Inge rose to her feet, the pistol still trained on the sprawled corpse in front of her. She'd never killed a man before, and the shock, the sheer, numbing realization of what she'd just done was almost overwhelming.
But the gunshot would bring others, and she didn't want to be found here. Pausing only to tug her bra and blouse back into place—the fabric burned her where it dragged across the tenderness at the tips of her breasts, but she ignored that—she hurried to the door, opened it, and peered out.
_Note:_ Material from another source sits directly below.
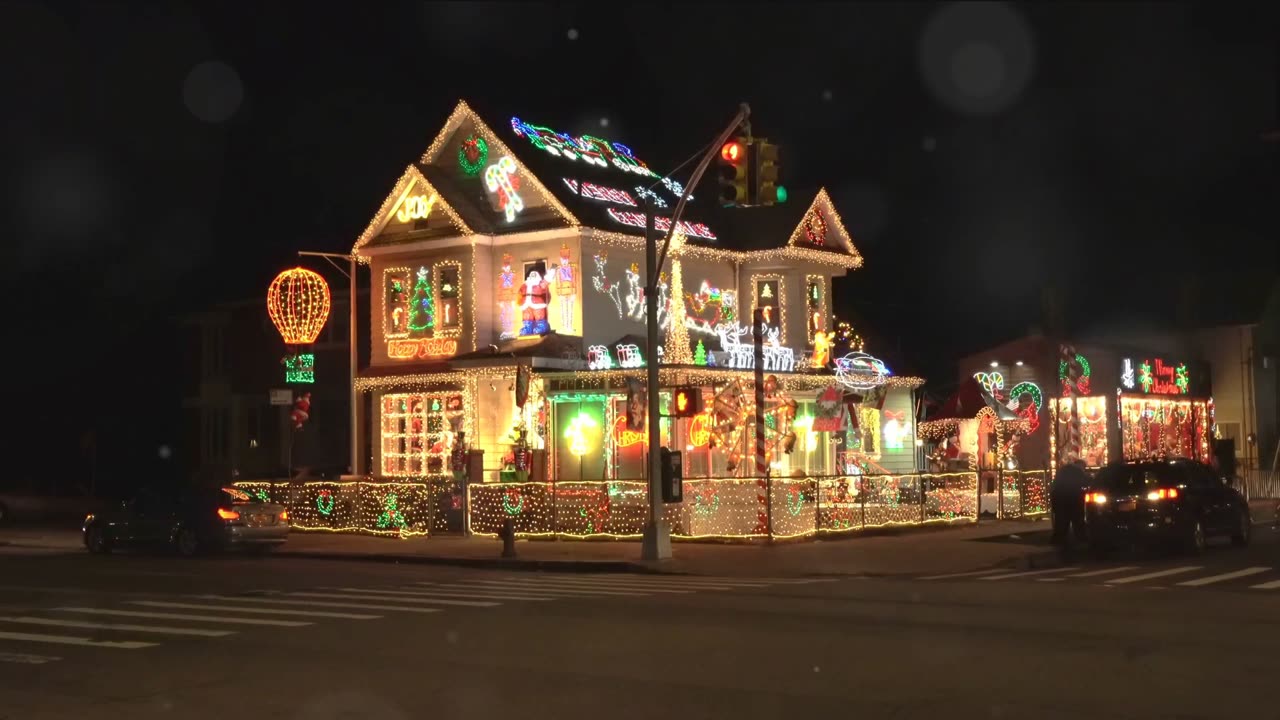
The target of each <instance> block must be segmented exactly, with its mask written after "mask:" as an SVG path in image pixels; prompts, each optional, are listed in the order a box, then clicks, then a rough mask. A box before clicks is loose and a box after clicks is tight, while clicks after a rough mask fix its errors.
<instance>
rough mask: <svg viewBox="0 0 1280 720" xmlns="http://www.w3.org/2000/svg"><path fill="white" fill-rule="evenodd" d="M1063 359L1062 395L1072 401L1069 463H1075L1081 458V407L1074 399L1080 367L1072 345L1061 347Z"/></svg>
mask: <svg viewBox="0 0 1280 720" xmlns="http://www.w3.org/2000/svg"><path fill="white" fill-rule="evenodd" d="M1061 351H1062V357H1061V361H1062V363H1066V380H1068V382H1065V383H1062V395H1064V396H1065V397H1068V398H1070V400H1071V425H1070V432H1069V438H1070V439H1069V442H1068V448H1066V460H1068V462H1074V461H1075V460H1079V457H1080V405H1079V402H1076V398H1075V397H1074V391H1075V389H1076V382H1078V380H1079V378H1080V365H1079V363H1076V361H1075V348H1074V347H1071V346H1070V345H1064V346H1062V347H1061Z"/></svg>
An empty passageway. Which way to go? She'd been brought here from the left, so somewhere in that direction was the doorway going outside. A plan was forming, still maddeningly hazy in its details, of hiding herself in the refinery area behind the living quarters. It would take them a while to find her there. Adler had boasted of having thirty-nine men—thirty-
eight
now, she amended with grim joy—and he couldn't spare that many just to search for her. Perhaps she could find a way to signal the government forces that must have this platform surrounded by now.